Coach them to fitness using the tools they want to use.
Whether we like it or not, you don’t need a barbell to get really fit (gasp! Heresy!)
People at both ends of the pendulum–and everyone in the middle–can get really healthy. Kenneth Cooper’s jogging made people fit in the 1970s. Bill Phillips’ “body for life” project made people leaner in the 1990s. They all work.

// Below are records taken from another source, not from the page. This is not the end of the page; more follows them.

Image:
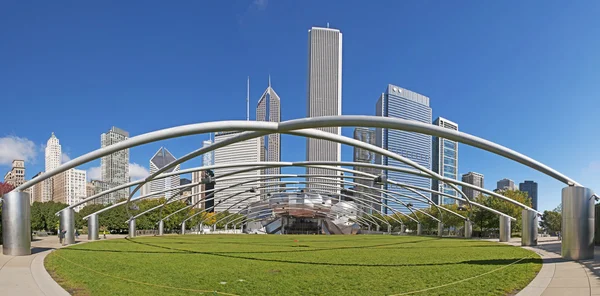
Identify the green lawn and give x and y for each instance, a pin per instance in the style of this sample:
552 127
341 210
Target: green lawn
292 265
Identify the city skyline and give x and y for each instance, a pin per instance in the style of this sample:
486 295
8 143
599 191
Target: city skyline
458 80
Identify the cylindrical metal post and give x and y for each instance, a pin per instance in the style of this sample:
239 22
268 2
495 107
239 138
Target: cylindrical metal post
132 228
577 223
504 229
468 229
93 227
67 223
529 230
16 224
161 227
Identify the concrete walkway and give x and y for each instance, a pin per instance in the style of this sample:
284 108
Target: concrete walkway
26 275
561 277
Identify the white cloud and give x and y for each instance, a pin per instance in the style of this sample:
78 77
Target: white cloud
64 158
12 148
261 4
137 172
94 173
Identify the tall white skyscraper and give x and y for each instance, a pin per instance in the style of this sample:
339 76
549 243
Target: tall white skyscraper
52 160
246 151
268 109
115 167
160 159
207 158
324 93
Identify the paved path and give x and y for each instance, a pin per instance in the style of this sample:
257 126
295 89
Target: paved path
561 277
26 275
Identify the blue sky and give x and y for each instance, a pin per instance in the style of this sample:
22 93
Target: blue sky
521 74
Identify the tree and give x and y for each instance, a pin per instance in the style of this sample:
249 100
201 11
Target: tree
551 221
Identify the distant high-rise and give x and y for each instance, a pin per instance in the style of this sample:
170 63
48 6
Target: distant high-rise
324 94
115 167
207 158
505 184
161 158
473 179
366 135
401 103
16 176
531 188
268 109
445 162
245 151
69 187
53 154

The key, as a coach, is not to follow the pendulum: it’s to be the hand holding the pendulum.
You can coach people using Peloton and yoga as your tools.
Or you can be scared of them.
You can partner with local running clubs and swim teams.
Or you can “compete” with them.
You can collaborate with therapists and dietitians.
Or you can try to be a “one-stop shop” and do everyone else’s job.
When the pendulum of consumer behavior in fitness swings, it doesn’t go from left to right immediately. It slowly changes with the implementation of “new” ideas into the current normal. Adding lat pulldowns into CrossFit is the beginning of the pendulum’s swing back toward machine adoption. Some of your clients are probably already wearing a FitBit to class. More and more CrossFit gyms have an individual design option that includes home workouts (our new intake process at Catalyst includes videos of workouts to do at home.)
Instead of “how do I get people into TwoBrain gyms?” we’re already asking “How can TwoBrain coaches train more people at home?”
The common denominator between all of these trends, and the line along which the pendulum swings, is coaching. You and I are the filters, the prescribers, the home base: we can tell clients to do bench presses, or to do CrossFit, or to run on their treadmill at home. We can prescribe 3 days of unicorn jousting per week, or marathon training, or a powerlifting cycle. We can say “count your macros!” or “switch to Keto!”
Or, of course, someone else can.
Our job isn’t to recreate Roper’s Gym. It’s to guide our clients toward the best option out of all the options available. CrossFit is good exercise; a global consideration of trends and technology is good business. 20 years from now, you’ll still have clients. But will you still have a wall?